“Motor City — the hometown girl is back!” Madonna declared near the start of her Rebel Heart Tour stop Thursday night, Oct. 1, at Joe Louis Arena.
And it was a proud home town girl at that.
The Bay City-born pop icon, who graduated from Rochester Adams High School, may have ruffled feathers earlier this year when she referred to the area as “provincial” on Howard Stern’s satellite radio show, but she was in Detroit booster overdrive during her action-packed two-hour and 10-minute spectacle. Acknowledging the city’s financial problems and bankruptcy she told the exuberant (though not sold out) Joe Louis crowd that, “You’ve got a lot of great things going on in Detroit right now,” noting her own involvement with entrepreneur and philanthropist Dan Gilbert in women’s empowerment and youth boxing programs as well as “some new schools we’re building.”
“Detroit is making a comeback people, so watch out,” Madonna said. “We got heart, baby. We’re in the heart of America. With all of its heart and all of this love we are gonna build this city back up. Believe that!” She also noted that “Detroit made me who I am today” — and so did her father, Silvio “Tony” Ciccone, now a winemaker in Traverse City — who was in the crowd on Thursday. Madonna thanked him “for making me so strong and instilling this drive in me to survive,” dedicating her performance of Rebel Heart to him.
She also gave a shout-out to her daughter Lourdes — referring to her as Lola — who’s in her second year at the University of Michigan and was also at Thursday’s show. “She’s the first person to teach me how to love,” Madonna told the crowd, and also credited her for inspiring Madonna to play the ukulele — which she did on True Blue and Edith Piaf’s La Vie En Rose, which Madonna also sang in French.

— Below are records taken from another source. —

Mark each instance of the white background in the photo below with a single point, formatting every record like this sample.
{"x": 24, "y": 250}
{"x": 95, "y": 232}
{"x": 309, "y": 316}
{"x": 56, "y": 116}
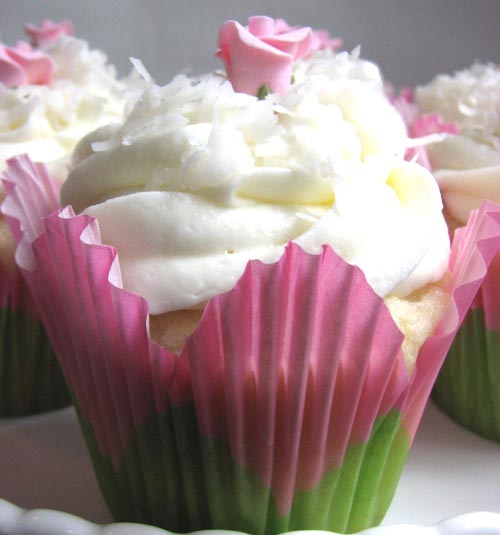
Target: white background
{"x": 412, "y": 40}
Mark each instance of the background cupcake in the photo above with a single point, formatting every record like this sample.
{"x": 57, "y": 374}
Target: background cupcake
{"x": 293, "y": 402}
{"x": 467, "y": 167}
{"x": 52, "y": 92}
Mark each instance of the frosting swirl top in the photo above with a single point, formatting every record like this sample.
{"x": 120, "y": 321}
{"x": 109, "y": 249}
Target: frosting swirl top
{"x": 466, "y": 165}
{"x": 47, "y": 120}
{"x": 199, "y": 179}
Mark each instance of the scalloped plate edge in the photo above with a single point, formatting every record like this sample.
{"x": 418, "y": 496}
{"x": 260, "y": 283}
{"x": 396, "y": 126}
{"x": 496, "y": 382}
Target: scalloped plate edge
{"x": 15, "y": 521}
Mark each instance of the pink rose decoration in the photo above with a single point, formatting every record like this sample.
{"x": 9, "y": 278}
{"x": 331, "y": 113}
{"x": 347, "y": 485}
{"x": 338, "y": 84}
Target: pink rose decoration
{"x": 48, "y": 31}
{"x": 22, "y": 65}
{"x": 261, "y": 54}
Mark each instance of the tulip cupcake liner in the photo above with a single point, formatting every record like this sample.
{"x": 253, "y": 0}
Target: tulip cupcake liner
{"x": 290, "y": 406}
{"x": 31, "y": 379}
{"x": 468, "y": 387}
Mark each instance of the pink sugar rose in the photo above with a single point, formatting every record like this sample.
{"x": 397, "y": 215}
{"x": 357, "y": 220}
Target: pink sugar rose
{"x": 22, "y": 65}
{"x": 48, "y": 31}
{"x": 261, "y": 54}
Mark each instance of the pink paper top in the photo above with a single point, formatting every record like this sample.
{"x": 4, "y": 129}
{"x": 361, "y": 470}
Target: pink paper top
{"x": 293, "y": 345}
{"x": 47, "y": 31}
{"x": 23, "y": 65}
{"x": 420, "y": 124}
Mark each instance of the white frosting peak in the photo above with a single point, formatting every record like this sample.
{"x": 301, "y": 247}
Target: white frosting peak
{"x": 467, "y": 165}
{"x": 200, "y": 179}
{"x": 46, "y": 121}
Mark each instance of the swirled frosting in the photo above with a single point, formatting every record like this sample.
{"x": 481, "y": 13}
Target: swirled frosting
{"x": 200, "y": 179}
{"x": 467, "y": 165}
{"x": 46, "y": 121}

So it was a happy homecoming, and Madonna certainly pleased her fans with her usual dazzling blend of intricate group dance routines, cutting edge fashions (six costume changes and about a dozen different looks), unrepentant bad-girl attitude and provocative physical and video imagery — from scantily clad nuns and a carnal Last Supper scene during a medley of Holy Water and Vogue to plenty of sexually suggestive choreography and motifs set in an auto repair garage, a 1920s-style jazz cabaret, a bullfight and carnivale, and a Geisha-flavored routine during Bitch I’m Madonna. During HeartbreakCity, which included a bit of Rose Royce’s Love Don’t Live Here Anymore, she and one of her dancers created an arresting physical dialogue on a spiral staircase at the end of the ramp that stretched deep into the arena floor, while Material Girl was performed with a line of tuxedoed suitors who Madonna summarily dismissed, pushing them one down a sloped platform.
You’d hardly call anything Madonna does modest, but the Rebel Heart Tour show was certainly one of her most relaxed productions, less focused on an overarching theme or story arc and more about delivering a bunch of intriguing and, often, boundary-pushing performances. The night’s energy was front-loaded, with the latter third of the show more chatty and ebb-and-flow — and, at times, dragging — but thumping versions of Music, Candy Shop and the buoyant encore Holiday came along in time to regain any momentum that was lost.
And while recent Madonna tours have gone relatively light on familiar material in favor of the then-new albums, Thursday’s show had a more fan-pleasing balance. A generous 10-song sampling from this year’s Rebel Heart certainly provided the framework, but Madonna nodded frequently to the past, albeit with new, often spare arrangements of favorites such as Like A Virgin, Deeper And Deeper, a medley of Dress You Up, Into The Groove and Lucky Star,” and a hard-rocking treatment of Burning Up that featured Madonna on electric guitar. She performed Who’s That Girl acoustically and tossed in an unplugged version of Frozen especially for Thursday’s show.
After waving the Detroit flag for much of the night Madonna finished with an American flag as she was hoisted into the rafters at the end of Holiday. “My home town,” she said, “It’s so good to be home.” And you’d be hard-pressed to find anyone at Joe Louis whose feelings weren’t mutual.